Clinton: running for president since 1992

By Callum Borchers, The Washington Post
Published: June 12, 2016, 9:16pm

On a cold night in early February, Hillary Clinton looked out at the voters CNN had assembled for a town-hall event at the Derry Opera House in Derry, New Hampshire, and told them, “I never thought I would do this.”

Twenty-four years earlier, on another CNN telecast, Candy Crowley delivered this news: “Now Hillary Rodham Clinton is running for president.”

Crowley clarified: “Actually, she’s running for her husband, who’s running for president. But it can be a distinction without much difference.”

Media coverage of her presumptive nomination for president by the Democratic Party has noted its historic significance – she is the first woman to top a major-party ticket – and described how she bounced back from a primary defeat in 2008 to win.

In a literal sense, this is Clinton’s second attempt to win the White House. But a review of press accounts from her early days in the national spotlight makes clear that in the media’s eyes, the hard-charging, Yale-educated lawyer from Park Ridge, Ill., has been running for president since 1992.

One article more than any other cemented the narrative that Clinton wants to be commander in chief. It appeared in the May 1992 issue of Vanity Fair, under the headline “What Hillary Wants.” The subhead posed a provocative question: “The most controversial figure of the election year so far has been a woman, Hillary Clinton, and she isn’t even running for office. Or is she?”
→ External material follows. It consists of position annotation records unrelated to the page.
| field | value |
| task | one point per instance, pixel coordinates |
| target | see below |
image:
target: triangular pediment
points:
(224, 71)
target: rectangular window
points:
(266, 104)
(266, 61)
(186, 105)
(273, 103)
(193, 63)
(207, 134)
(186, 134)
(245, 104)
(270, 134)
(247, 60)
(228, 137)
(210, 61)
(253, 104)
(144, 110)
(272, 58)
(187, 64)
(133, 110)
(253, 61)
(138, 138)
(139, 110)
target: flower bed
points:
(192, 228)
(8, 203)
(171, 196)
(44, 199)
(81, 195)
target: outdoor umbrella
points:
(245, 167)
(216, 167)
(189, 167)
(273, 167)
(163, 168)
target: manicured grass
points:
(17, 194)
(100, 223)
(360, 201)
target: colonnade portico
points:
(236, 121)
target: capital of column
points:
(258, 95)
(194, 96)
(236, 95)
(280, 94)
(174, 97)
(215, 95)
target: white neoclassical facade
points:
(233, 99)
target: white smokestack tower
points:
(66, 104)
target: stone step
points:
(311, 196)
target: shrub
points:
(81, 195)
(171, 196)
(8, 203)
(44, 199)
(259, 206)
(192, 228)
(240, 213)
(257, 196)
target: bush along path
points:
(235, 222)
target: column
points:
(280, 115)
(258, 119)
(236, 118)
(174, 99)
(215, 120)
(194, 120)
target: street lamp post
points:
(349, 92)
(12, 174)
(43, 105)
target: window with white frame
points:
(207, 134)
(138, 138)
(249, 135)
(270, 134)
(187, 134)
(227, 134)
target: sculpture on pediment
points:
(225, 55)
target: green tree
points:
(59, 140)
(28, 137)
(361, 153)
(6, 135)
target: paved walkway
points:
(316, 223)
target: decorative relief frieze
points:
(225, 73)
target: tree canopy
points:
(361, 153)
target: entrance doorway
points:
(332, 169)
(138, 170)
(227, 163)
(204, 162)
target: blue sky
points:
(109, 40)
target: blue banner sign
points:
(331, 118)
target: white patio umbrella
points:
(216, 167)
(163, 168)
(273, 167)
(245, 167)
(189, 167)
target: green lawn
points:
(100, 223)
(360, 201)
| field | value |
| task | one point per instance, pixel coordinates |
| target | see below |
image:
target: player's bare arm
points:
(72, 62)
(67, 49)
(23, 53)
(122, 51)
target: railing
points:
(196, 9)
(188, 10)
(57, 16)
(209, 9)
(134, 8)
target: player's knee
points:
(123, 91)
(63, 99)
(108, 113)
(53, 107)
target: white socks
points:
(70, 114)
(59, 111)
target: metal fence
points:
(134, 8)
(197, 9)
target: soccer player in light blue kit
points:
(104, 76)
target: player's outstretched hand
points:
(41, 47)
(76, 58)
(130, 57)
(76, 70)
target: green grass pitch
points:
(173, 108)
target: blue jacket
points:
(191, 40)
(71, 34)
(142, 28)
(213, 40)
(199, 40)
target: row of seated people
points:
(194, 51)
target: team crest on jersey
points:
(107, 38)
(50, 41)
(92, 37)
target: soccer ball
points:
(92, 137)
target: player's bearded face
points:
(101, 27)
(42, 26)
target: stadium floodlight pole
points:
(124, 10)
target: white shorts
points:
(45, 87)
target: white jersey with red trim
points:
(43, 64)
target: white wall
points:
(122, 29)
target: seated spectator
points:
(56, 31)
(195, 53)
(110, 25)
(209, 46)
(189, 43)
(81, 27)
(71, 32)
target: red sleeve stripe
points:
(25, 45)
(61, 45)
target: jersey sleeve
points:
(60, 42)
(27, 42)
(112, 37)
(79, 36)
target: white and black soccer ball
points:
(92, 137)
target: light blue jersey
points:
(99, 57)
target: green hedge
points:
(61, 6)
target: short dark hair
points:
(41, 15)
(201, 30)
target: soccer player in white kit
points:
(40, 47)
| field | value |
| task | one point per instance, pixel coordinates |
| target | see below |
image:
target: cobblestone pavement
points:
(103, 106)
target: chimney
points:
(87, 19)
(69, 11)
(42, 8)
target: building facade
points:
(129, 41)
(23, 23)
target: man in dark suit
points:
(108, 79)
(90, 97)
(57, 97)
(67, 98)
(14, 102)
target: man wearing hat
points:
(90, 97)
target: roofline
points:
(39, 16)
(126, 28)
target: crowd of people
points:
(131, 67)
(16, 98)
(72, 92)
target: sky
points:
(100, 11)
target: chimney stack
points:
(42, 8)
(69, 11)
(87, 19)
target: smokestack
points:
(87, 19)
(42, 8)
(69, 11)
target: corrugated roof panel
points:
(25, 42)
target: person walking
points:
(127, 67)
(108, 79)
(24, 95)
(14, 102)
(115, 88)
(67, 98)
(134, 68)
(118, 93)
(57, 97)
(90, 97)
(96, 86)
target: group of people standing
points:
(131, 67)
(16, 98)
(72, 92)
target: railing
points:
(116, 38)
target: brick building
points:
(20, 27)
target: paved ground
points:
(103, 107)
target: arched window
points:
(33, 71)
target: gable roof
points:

But Vanity Fair writer Gail Sheehy detected in Clinton something more than a desire to continue practicing law while her husband ran the country. In an interview, Sheehy recalled pitching a Hillary Clinton profile to her editor in January 1992 – and meeting resistance.

“I was really on the case before almost anybody,” Sheehy said. “I had to really twist the arm of (then-Vanity Fair editor) Tina Brown to write about the candidate’s wife. She said, ‘No, I want you to cover all the candidates. The candidate’s wife? That’s not important.’

Sheehy’s 10,000 word opus described Clinton as a “lawyer-activist-teacher-author-corporate boardwoman-mother and wife of Billsomething, who is the diesel engine powering the front-running Democratic campaign.”

Sheehy quoted Bill Clinton endorsing his wife’s fitness for the Oval Office: “It doesn’t bother me for people to see her and get excited and say she could be president. I always say she could be president, too.”

That was almost a quarter-century ago. On the pages and airwaves of American media, Clinton has been covered much like a presidential candidate ever since.

Sheehy believes Clinton was well aware of the speculation that she would one day be exactly where she is today. Contrary to what she said in New Hampshire in February, Clinton did think she would do this.